Protect Democracy Files Amicus Brief Urging District Court Not to Short-Circuit Legislative Efforts to Require Labeling for Deceptive Political Deepfakes

  • September 27, 2024

On September 27, 2024, Protect Democracy filed an amicus brief in a case challenging California’s new political deepfake labeling law, AB 2839. The law requires those who publish deceptive deepfakes about candidates, election officials, elected officials, and voting machine companies within a certain proximity to an election to label those deepfakes. One day after Governor Newsom signed the bill, an individual who published altered videos of Vice President Kamala Harris sued California in a facial challenge to the law, claiming the law violates the First Amendment. He has now filed a motion for a preliminary injunction, asking the Court to enjoin the statute in its entirety.

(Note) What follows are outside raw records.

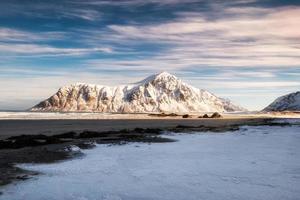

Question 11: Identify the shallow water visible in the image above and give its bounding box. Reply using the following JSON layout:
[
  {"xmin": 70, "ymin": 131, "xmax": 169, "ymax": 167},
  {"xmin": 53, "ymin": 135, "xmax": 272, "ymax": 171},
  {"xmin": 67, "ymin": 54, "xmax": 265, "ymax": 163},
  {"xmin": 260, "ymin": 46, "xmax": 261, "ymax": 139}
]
[{"xmin": 1, "ymin": 124, "xmax": 300, "ymax": 200}]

Protect Democracy filed its brief in support of neither party, in the hope that, however the Court rules, it does not short-circuit the ongoing development of deepfake labeling laws around the country. An overly broad reading of the First Amendment’s protection for deceptive political deepfakes could hamstring legislators around the country. Protect Democracy’s brief explains that many political deepfakes are entirely unprotected by the First Amendment, and that many other political deepfakes may nevertheless be subjected to reasonable labeling requirements consistent with the Constitution.